Gov. Christie is taking a lot of heat for proposed reforms in school funding, including revising the way we tally up kids eligible for free/reduced lunch (think the corruption in Elizabeth where board members illicitly signed up their own ineligible kids and the general lack of oversight) not to mention the way we measure enrollment (see today’s Spotlight for details).

Some of these changes are common sense. Some are overkill.  But there’s overheated rhetoric on both sides. (See Education Law Center’s press release for an example: “GOVERNOR PROPOSES USING DISCREDITED METHOD TO COUNT STUDENTS FOR STATE SCHOOL AID”). And some of this melodrama could have been avoided if the Governor had chosen the members of his Education Funding Task Force just a little more wisely.

I don’t usually agree with Bob Braun, but his column this week slamming the  composition of the Task Force is fair. There’s only 7 members – its saving grace of prudence is its chair, Rochelle Hendricks – but her six underlings are a handful. I mean, Father Ed Leahy seems like a great guy, but according to Braun he knows nothing about school finance. And Tea Partier Jerry Cantrell? Really?  Cantrell’s Common Sense Institute alleges that Sea Isle City School District  pays $40,000 per kid per year. That’s just a wee bit inflammatory (and not true).

Another member of the Task Force is Charles Urban, an acolyte of “Fair Tax” Senator Mike Doherty, who would have us ignore every piece of research that shows that poor kids need more resources to learn and garners its energy from Conservative suburban resentment of New Jersey’s admittedly profligate school spending.

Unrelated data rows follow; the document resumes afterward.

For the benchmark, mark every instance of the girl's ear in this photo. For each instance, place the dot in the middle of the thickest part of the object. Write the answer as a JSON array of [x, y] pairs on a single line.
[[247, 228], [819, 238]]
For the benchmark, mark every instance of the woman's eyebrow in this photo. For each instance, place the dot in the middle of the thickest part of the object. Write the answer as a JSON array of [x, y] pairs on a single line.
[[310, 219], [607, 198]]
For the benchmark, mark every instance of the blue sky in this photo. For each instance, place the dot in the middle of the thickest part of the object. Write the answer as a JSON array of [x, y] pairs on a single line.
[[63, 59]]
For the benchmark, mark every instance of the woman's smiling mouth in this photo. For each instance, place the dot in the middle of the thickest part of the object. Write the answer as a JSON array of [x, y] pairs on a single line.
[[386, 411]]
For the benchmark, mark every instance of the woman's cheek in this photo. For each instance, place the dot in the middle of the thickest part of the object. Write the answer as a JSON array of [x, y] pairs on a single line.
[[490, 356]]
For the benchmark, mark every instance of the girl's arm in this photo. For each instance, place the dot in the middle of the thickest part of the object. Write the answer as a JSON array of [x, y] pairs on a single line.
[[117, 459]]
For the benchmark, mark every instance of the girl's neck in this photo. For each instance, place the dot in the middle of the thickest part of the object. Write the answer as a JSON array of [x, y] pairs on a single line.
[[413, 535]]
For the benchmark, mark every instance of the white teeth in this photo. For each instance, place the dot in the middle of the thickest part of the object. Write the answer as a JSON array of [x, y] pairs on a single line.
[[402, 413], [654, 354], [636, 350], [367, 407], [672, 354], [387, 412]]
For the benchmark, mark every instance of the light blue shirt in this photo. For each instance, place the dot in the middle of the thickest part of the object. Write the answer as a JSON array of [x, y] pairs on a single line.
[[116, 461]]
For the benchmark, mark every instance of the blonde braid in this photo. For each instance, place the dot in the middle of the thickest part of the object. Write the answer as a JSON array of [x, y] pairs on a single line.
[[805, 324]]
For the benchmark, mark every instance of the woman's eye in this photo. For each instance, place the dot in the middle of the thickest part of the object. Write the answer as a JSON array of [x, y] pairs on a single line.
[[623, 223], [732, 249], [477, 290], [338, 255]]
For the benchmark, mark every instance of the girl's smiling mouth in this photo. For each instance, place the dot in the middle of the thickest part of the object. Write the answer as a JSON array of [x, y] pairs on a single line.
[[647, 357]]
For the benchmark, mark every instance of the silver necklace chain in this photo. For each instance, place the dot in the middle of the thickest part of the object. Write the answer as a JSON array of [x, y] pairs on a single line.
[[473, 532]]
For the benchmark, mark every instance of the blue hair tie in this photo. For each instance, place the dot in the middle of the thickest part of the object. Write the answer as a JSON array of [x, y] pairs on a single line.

Wouldn’t it have been a simple matter to appoint a few moderates to the panel? Or to not choose the really extreme ones?  The result is a Task Force already discredited, so deeply politicized, that its conclusions, wise or not, will be undermined. That’s too bad. New Jersey could use a fresh look at public school funding. Remember also that changes may very well end up in Court. Imagine what David Sciarra could to Charles Urban in a debate about funding that’s really fair.